И так вся острота личных его переживаний, и тяга бежать, и ссора с отцом — все было покрыто и собственным его широким дыханием, и осенним простором деревни, раздвигавшим его тесноту; так, подневольный, он находил именно здесь полный свой голос.
Нет, Пушкин не оправдал опасения Вяземского, что может он не устоять «против этой пытки». Выходило даже напротив: в деревенской ссылке своей, часто тоскуя, порою бесясь, одновременно он креп и закалялся.
Теперь оставалось еще подождать только отъезда родителей… Лягут снега — начнется большая работа.
И Пушкин и Вяземский — в последнее время оба примолкли. Их переписка после Одессы оборвалась: они не хотели подчеркивать свою близость друг к другу.

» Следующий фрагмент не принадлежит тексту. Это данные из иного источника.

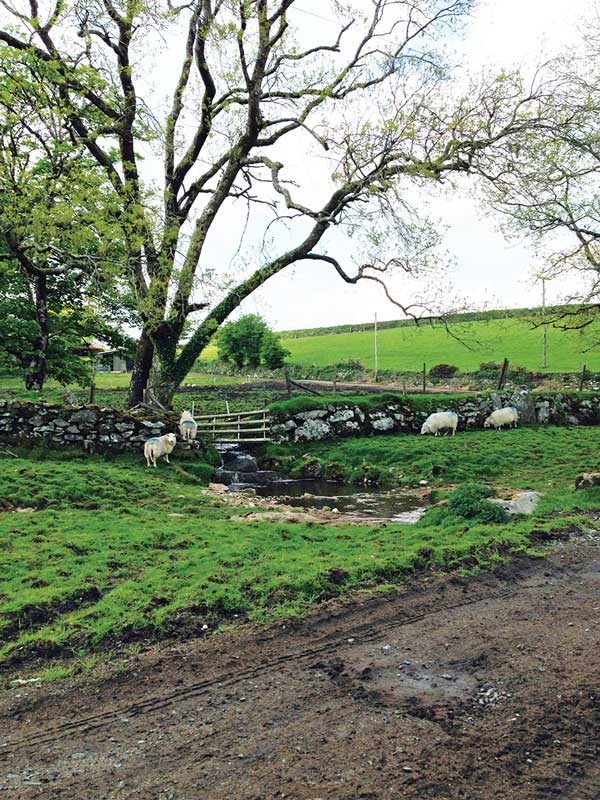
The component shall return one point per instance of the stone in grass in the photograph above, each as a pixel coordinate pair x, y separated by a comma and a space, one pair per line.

Страшился за Пушкина Вяземский отчасти и потому, что судил по себе: он и сам состоял также в ту пору под тайным полицейским надзором — после того, как в двадцать первом году ему запретили вернуться на службу в Варшаву, где его ожидала семья, и он, оскорбленный, подал прошение на высочайшее имя о сложении с него придворного звания. Летом ему очень хотелось перебраться в Одессу. Он «предпочел бы ее всегда, — как писал жене, — всем другим губернским и столичным острогам, потому что есть там солнце и море, два мои божества. Для этого, однако же, нужно знать, каково внутреннее содержание этого острога и каков будет присмотр за мною, потому что если будут караулить там каждый мой шаг, каждое мое дыхание, то мне ни море, ни солнце не помогут…»

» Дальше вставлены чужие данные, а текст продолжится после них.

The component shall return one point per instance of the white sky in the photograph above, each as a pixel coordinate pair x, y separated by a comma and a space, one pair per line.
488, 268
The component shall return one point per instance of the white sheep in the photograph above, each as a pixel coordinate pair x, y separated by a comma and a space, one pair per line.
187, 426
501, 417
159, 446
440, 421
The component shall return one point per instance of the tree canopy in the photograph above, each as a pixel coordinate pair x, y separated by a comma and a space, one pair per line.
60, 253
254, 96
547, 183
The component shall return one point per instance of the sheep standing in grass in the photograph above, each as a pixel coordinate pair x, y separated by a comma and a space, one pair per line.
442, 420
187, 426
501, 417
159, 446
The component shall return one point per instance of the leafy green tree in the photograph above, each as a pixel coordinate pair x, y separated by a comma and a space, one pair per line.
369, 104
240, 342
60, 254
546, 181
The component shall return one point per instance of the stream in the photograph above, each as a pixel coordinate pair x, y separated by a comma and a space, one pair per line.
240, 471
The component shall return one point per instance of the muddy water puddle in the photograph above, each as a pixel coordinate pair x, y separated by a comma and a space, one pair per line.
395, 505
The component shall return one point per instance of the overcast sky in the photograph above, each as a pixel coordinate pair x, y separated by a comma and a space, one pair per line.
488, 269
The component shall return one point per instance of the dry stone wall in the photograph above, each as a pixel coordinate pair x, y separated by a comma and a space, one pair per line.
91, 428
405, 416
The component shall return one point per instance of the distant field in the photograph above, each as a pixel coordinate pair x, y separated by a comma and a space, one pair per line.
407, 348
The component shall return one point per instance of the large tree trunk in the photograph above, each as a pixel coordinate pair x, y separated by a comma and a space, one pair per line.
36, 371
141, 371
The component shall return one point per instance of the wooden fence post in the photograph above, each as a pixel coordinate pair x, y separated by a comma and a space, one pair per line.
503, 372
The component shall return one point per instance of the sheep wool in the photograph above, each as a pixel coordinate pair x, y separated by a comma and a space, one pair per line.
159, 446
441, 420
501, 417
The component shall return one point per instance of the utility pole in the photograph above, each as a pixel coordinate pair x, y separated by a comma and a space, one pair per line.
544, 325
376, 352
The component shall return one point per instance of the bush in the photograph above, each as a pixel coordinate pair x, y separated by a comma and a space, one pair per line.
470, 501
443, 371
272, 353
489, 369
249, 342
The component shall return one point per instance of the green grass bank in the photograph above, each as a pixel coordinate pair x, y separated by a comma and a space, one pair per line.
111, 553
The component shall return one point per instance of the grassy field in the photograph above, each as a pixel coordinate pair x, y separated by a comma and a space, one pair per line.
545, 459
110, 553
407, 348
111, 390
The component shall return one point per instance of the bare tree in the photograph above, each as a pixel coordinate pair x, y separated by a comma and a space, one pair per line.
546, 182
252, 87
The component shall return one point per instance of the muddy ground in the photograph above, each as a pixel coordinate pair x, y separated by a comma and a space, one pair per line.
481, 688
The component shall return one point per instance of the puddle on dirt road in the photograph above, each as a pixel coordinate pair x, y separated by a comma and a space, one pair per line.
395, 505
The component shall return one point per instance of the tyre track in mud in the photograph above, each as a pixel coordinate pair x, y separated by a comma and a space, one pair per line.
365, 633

Обоих поэтов связывала самая тесная дружба. Если в общественном их положении было нечто общее и оба они состояли под присмотром властей, то и печататься было обоим, пожалуй равно, не так-то легко: и о цензуре всегда был у них живой разговор. Вяземский, сидя в Москве, как- то вздумал затеять борьбу и сообщал о том Пушкину еще в Кишинев. «Твое предложение, — отвечал ему Пушкин, — собраться нам всем и жаловаться на Бируковых может иметь худые последствия. На основании военного устава, если более двух офицеров в одно время подают рапорт, таковой поступок приемлется за бунт. Не знаю, подвержены ли писатели военному суду, но общая жалоба с нашей стороны может навлечь на нас ужасные подозрения и причинить большие беспокойства… Аристократические предубеждения пристали тебе, но не мне, — на конченую свою поэму я смотрю, как сапожник на пару своих сапог: продаю с барышом. Цеховой старшина находит мои ботфорты не по форме, обрезывает, портит товар; я в накладе; иду жаловаться частному приставу; все это в порядке вещей».

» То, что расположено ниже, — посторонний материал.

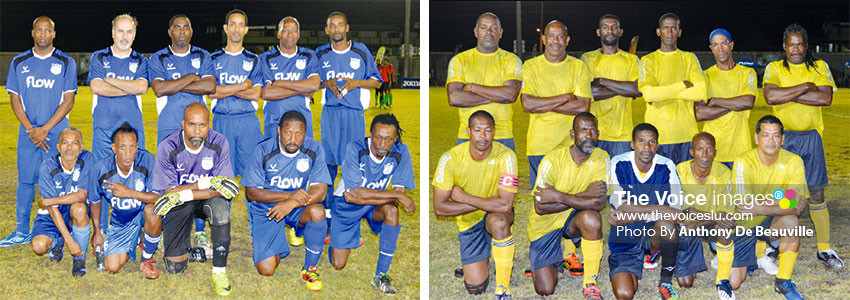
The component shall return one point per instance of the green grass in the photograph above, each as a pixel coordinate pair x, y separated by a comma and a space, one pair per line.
812, 279
28, 276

Пушкин, конечно, смеялся тогда — весело, по-кишиневски, но ему приходилось подлинно туго; еще раньше писал он Бестужеву о цензуре: «Кланяйся от меня Цензуре, старинной моей приятельнице; кажется, голубушка еще поумнела… Предвижу препятствия в напечатании стихов к Овидию, но старушку можно и должно обмануть, ибо она очень глупа, — по-видимому, ее настращали моим именем; не называйте меня, а поднесите ей мои стихи под именем кого вам угодно… Главное дело в том, чтоб имя мое до нее не дошло, и все будет слажено». Вяземский же пробовал печататься и за границей, но ничего из этого, конечно, не вышло.
Однако ж теперь он прервал молчание по особому поводу: он очень был озабочен денежными делами Пушкина. К материальным этим заботам Вяземский также всегда был чувствителен. Правда, он сам был и богат, но дела его сильно запутаны: давний огромный проигрыш в карты над ним тяготел. Минувшим летом все время он канителился с продажей имения и покупщиками — комиссией по постройке храма Христа Спасителя в Москве. В Одессу писал он жене: «То-то будет для меня тяжкое время, как прорвется плотина и перельется через меня около полумиллиона рублей, или перебегут через меня 1200 людей! Страшно и больно подумать, кроме скуки и хлопот: считать, пересчитывать, записывать, расписываться!» По отношению к Пушкину особенно его беспокоила новая одна неприятность; о ней-то он и сообщал в деловой короткой записке, отправленной им в Михайловское.